С телом будто слился гулкий крик молний. Синие разряды прошли по всему его телу, разрывая щупальца и заставляя воду вскипать от жара. Волна электричества с грохотом пронеслась по иллюзии, отражаясь в горизонте кровавого озера. Саске сделал шаг назад, отбрасывая остатки слизи. Лицо его искажала злоба. Но это было бесполезно. Новые щупальца поднимались без конца — казалось, их рождала сама суть пространства. Он снова призвал молнии, но силы начали иссякать. Вдох стал тяжёлым. Чакры становилось всё меньше. Долго продолжаться так не могло, ведь щупальцам казалось не было конца. Наконец он выдохся и липкие щупальца сковали его по рукам и ногам, продолжая обвивать и утаскивая под воду.
Он успел увидеть, бой в стороне. Казалось Ламиноко относилась к нему совершенно по другому, ведь на него не нападали эти существа. Он понял, что его просто блокируют и отодвигают на задний план. Он был не важен. И в тот момент — глаза. Красные, как кровь. Алые, как гибель. Те самые глаза, что он ненавидел и жаждал — глаза как у Итачи, полные пренебрежения и насмешки.
Паника ударила волной. Он рванулся, но тело уже не слушалось. Щупальца подняли его над поверхностью, словно трофей — и затем медленно, мучительно, начали опускать вниз. Саске не закричал. Он не мог. Вода сомкнулась над его головой, мир погрузился в безмолвие. Ни звуков, ни света. Только холод и безвозвратность. Давление вокруг усилилось, словно само пространство хотело раздавить его.
В голове пронеслось одно — я не дотянулся. Ни до Итачи, ни до этой Учихи. Он слаб. Недостаточно зол. Недостаточно силён. Он не победит, как бы не пытался. Ему показалось, что расстояние между ним и Итачи ни капли не сократилось, будто старший брат все так же оставался недостижимой горой, до пика которой невозможно дотянуться.
Щупальца сдавливали грудь, мысли угасали. Алые глаза оставались с ним — последним, что он увидел, прежде чем сжимающееся пространство вытолкнуло его разум в темноту. Сознание померкло. Саске Учиха — наследник проклятия, наперсник мести — в этот момент вновь стал мальчиком. Одиноким, испуганным, затянутым в иллюзию чужой силы и практически сломленным.
Орочимару нарушил молчание. Он издал хриплый, болезненный звук — не смех, не крик, а нечто среднее между шипением и рычанием. Губы скривились, зрачки сузились в щель. Его тело содрогнулось, но не от боли — от ярости, нахлынувшей словно цунами.
— Опять… — прошипел он, вытягивая последнее слово, как ноту, — опять… то же самое…
Он шагнул вперёд, в багровых отблесках озера его фигура казалась вытянутой тенью. Он вскинул глаза, глядя на Ламиноко. — Ты, как и он… как Итачи… Я не верю, что настолько слабее вас, проклятых Учиха!
Его голос звенел злобой и в следующий миг, он раскрыл рот неестественно широко. Огромный белый змей вырвался из его тела, разрывая кожу, как старую оболочку. Хлестнув в сторону Кабуто, чтобы оттолкнуть его от монстров, Орочимару метнулся к Ламиноко — мощно, хищно, с визгом воздуха. Десятки черных силуэтов, ранее окружавших его, были отброшены или растерзаны одним яростным движением. Змей шипел, закручиваясь спиралью, как смерч.
— Я разорву тебя на части, и поглощу тебя! Ты станешь моим новым сосудом! — кричал он, обнажённый, искажённый, всё ещё живущий только ради одной цели — одержимости новым телом. — Такой сосуд… такая сила… Ты даже талантливее чем Саске!
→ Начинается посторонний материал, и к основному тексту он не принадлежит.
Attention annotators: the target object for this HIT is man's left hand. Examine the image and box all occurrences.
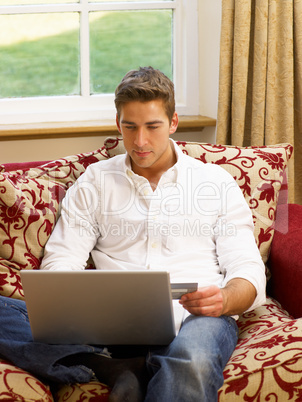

А вот Раса наблюдал за происходящим с иронией. Его лицо было каменным, но в глазах блеснуло облегчение. Он даже усмехнулся, глядя, как Орочимару рвется к Ламиноко, теряя рассудок.
— Справедливость всё же существует, как ни крути, — сухо проговорил он, в полголоса, — Ты хотел захватить тела других, а теперь сам стал пленником. Забавно.
Он даже не пытался сопротивляться всерьёз. Его удары были точны, но не яростны, движения — сдержаны. Он совершенно не пытался навредить девушке в серьез. Получив удар мечем, он не мог не прокомментировать.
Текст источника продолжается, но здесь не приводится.